Aus der Antwort der Bundesregierung spricht das pure Desinteresse, sich mit der Lage von Sinti und Roma in Deutschland überhaupt ernsthaft zu beschäftigen. Mangelnde Erkenntnisse lägen an fehlenden Daten – in Deutschland werde generell keine »Volkszugehörigkeit« statistisch erfaßt, redet sich die Bundesregierung raus. Im Rahmen soziologischer Studien ist es aber sehr wohl möglich, Problemfelder zu erfassen und Handlungsempfehlungen zu entwickeln – wenn es ein politisches Interesse daran gibt.
Das zeigt eine Studie, die Ende Mai in Berlin vorgestellt wurde und auch der Bundesregierung vorliegt. Im Auftrag einer Roma-Organisation (RomnoKher) und unterstützt durch die Stiftung »Erinnerung, Verantwortung und Zukunft« wurden 275 Sinti interviewt, um einen Einblick in ihre Bildungsbiographien zu gewinnen. Die »Studie zur aktuellen Bildungssituation deutscher Sinti und Roma« ist zwar nicht als repräsentativ zu bewerten, liefert aber dennoch einige interessante Hinweise.

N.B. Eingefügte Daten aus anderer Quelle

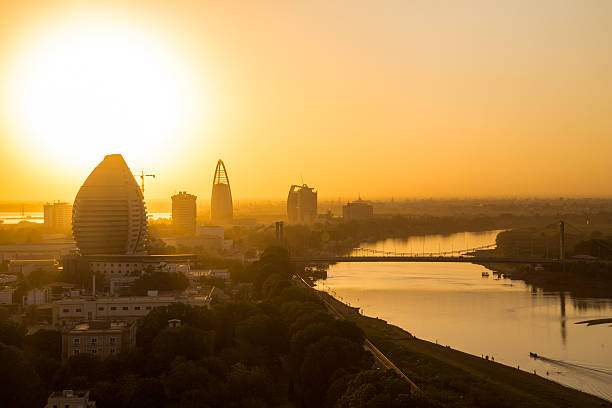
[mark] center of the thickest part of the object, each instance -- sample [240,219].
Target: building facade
[103,338]
[26,266]
[357,210]
[184,213]
[70,399]
[58,216]
[221,205]
[67,312]
[109,214]
[302,204]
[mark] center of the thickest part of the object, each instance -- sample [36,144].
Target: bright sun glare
[90,88]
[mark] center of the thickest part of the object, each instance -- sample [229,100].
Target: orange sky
[393,98]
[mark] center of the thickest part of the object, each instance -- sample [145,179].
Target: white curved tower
[221,206]
[109,214]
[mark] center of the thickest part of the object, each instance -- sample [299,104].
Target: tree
[380,389]
[20,386]
[186,341]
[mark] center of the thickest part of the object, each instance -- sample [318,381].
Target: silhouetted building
[357,210]
[109,214]
[221,206]
[184,212]
[301,204]
[70,399]
[102,338]
[58,216]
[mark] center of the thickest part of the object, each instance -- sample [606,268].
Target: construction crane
[142,176]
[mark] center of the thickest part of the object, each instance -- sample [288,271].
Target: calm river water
[453,304]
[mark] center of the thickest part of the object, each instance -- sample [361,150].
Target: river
[453,304]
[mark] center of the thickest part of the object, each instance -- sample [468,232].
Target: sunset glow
[95,85]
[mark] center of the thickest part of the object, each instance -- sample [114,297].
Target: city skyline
[488,100]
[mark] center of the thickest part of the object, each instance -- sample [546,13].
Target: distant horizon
[413,99]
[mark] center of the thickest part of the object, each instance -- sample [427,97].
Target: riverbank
[581,280]
[456,379]
[453,378]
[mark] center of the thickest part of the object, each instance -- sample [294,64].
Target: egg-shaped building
[109,214]
[221,206]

Demnach ist ein wichtiger Faktor in der nach wie vor schlechten Bildungsbeteiligung von Roma und Sinti die Erfahrungen während des deutschen Faschismus. Roma und Sinti wurden systematisch entrechtet und waren an Schulen ihren faschistischen Lehrern und Mitschülern ausgeliefert. Viele verließen die Schule, 1941 wurden sie als »Fremdrassige« endgültig ausgeschlossen. Die fehlende schulische Bildung der Großeltern, die Traumatisierung durch KZ und Vernichtungslager und den Tod vieler Verwandter, nicht zuletzt die Skepsis gegenüber staatlichen Institutionen wirkt über die Eltern bis heute fort. 40 Prozent der Befragten über 51 Jahre gaben an, keine Grundschule besucht zu haben, selbst bei den 14- bis 25jährigen sind es immer noch 9,4 Prozent (im Bevölkerungsschnitt unter ein Prozent). Hinzu kommt, daß weiterhin Roma-Kinder als »sozial schwierig« abgestempelt und in Förderschulen abgeschoben werden, in der Studie immerhin 10,7 Prozent der Befragten. Ein Gymnasium besuchten oder besuchen dagegen nur sechs der Befragten (im Bevölkerungsschnitt: 24,4 Prozent). Dramatisch ist der Anteil derjenigen, die ohne Bildungsabschluß sind: 44 Prozent im Vergleich zu 3,9 Prozent im Bevölkerungsschnitt. Entsprechend schlecht sind ihre Aussichten, später einmal einer qualifizierten Beschäftigung nachgehen zu können. Die Studie kommt zu dem Ergebnis, daß es weiterhin eine massive Marginalisierung und Diskriminierung von Roma und Sinti in Deutschland gibt. Die Autoren empfehlen daher, »einen nationalen Aktionsplan für eine Generationen übergreifende Bildungsförderung für Sinti und Roma zu erstellen«.